I had chosen a curriculum for math this year that seemed pretty good.  I wasn't too concerned about it being the "best" because it is a comfortable subject for me to teach and supplement.  But, as we started with the year, I found myself feeling pressured to use the book and felt really unsatisfied with the direction it was taking our math time.  In some attempts to balance, we are still pulling it out some, but I am now scrambling a bit to really put the effort and time and thought into teaching and exploring math the way I would like my son to experience it.  So, we're still getting our feet under us with some new routines, and I'm still working out a lot of it, but I'll try to post a few things as we try them.

Here is one of the first that I took pictures of.  I was inspired by this post from moebiusnoodles (and this follow-up one as well).  If you haven't ever been to that site, I cannot recommend it highly enough!  There is so much brilliance there to help rethink math education and to inspire math learning!
Anyway, there was a recommended picture book that we don't have access to, but I decided to go ahead and just do a simple activity without it.  The idea behind it is to see everyday objects as sets, or collections of objects.  To me, it engages the idea of addition beyond just an algorithm as well.  They have lots of great examples that people have submitted on there.  Being that my son is only 6, we were keeping it in a tangible mode, so I set out pairs of objects, one pair at a time to discuss them.

I started by setting out two Legos and asking him how many I had.  He said, obviously, two.  I said we are used to one plus one being two, right?  What if I told you that one plus one in this case is 10?  He looked at me with big eyes, and then he looked down and really quickly realized I was talking about the raised dots on the Lego pieces.  (In other words, one group plus one other group is equal to 10 individual parts, in this example.)

Here are a few more of the examples I set out for him.  I phrased the problem and asked him to guess what I was actually adding.
One "Tank" plus one "Conductor is 6 (legs).

One turtle plus one dragonfly is 10 (again, legs).

One "Mater" plus one "King" is 8 (wheels).

He was guessing so quickly, and when I set this one out he shouted, "Nine."  It was interesting because I had been thinking of it in terms of legs, so I had thought of it as 8 and 0, but he thought of it as "long, skinny parts," so 9 totally made sense. 

I then asked him if he could think of anything else we could add like that to make problems where 1 plus 1 doesn't equal 2!  He abruptly said, "Get up, please!"  I was caught a little off-guard, but he grabbed my chair and his and said one chair and one chair is 8 (chair legs)!

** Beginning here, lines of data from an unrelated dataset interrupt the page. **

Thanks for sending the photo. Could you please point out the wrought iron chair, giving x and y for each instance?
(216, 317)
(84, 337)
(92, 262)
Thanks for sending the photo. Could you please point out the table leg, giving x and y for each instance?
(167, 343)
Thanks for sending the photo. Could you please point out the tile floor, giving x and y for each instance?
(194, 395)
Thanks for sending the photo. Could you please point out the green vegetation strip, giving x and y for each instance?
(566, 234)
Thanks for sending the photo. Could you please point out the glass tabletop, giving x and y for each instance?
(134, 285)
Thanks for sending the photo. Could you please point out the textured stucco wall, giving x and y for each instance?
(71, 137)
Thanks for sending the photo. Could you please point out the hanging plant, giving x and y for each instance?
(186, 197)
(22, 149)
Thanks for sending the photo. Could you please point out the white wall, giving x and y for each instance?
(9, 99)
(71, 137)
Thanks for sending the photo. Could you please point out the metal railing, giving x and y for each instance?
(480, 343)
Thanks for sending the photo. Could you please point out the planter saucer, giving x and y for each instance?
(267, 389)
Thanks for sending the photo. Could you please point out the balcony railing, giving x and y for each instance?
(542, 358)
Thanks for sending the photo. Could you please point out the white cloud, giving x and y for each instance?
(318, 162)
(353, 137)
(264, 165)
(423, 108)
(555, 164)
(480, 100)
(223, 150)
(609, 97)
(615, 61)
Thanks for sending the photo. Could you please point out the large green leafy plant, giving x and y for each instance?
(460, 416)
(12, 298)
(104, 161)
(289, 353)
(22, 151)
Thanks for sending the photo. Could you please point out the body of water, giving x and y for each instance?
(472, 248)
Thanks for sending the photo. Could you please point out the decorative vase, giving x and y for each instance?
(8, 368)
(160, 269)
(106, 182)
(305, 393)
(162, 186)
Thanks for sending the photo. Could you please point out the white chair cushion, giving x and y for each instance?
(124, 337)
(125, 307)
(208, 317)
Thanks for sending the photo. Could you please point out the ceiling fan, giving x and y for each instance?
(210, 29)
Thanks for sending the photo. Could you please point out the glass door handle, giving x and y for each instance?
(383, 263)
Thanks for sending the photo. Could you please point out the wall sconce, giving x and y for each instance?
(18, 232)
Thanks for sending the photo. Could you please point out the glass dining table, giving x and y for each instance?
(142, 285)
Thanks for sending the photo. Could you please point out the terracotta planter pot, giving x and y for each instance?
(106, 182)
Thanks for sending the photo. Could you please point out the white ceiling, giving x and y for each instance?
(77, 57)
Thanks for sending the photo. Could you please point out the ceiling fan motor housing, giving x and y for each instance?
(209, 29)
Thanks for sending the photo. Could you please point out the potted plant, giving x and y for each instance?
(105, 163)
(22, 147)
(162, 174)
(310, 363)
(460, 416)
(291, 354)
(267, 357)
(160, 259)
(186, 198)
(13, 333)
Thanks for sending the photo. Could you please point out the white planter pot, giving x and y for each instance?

Ok, now this might be my very favorite one!  He was sort of working it through in his mind and trying to think how to frame it, but he recently got this little Lego Star Wars planet that splits in half.  He had grabbed it, and I ended up helping him figure out how to describe what he was actually adding, but in this case, one plus one EQUALS ONE!  (One half of a planet plus one half of a planet is one planet.)  Ah!  Seriously, made my little mommy math nerd heart skip a beat! Ha.

He started to get excited and silly and lose a little bit of focus on the set concept.  He said, "One boy and one planet is two things!  One boy and four chairs is 5 things!"  I kind of just let him roll with it for a few minutes because, even though it wasn't exactly on the track we had been rolling on, he was still adding things, so WIN!

We worked together to come up with a couple more.  
One box and one notebook is nine (pictures of Lego minifigures).

One clock and one clock is 24.  He asked, "Oh, are you talking about the numbers on them?!"  That was cool because he certainly can't mentally add numbers up to 24 yet, but he was just expanding things conceptually.  So, while it may seem playful, can you see the potential for some really rich math stuff (even beyond the intended concept)?!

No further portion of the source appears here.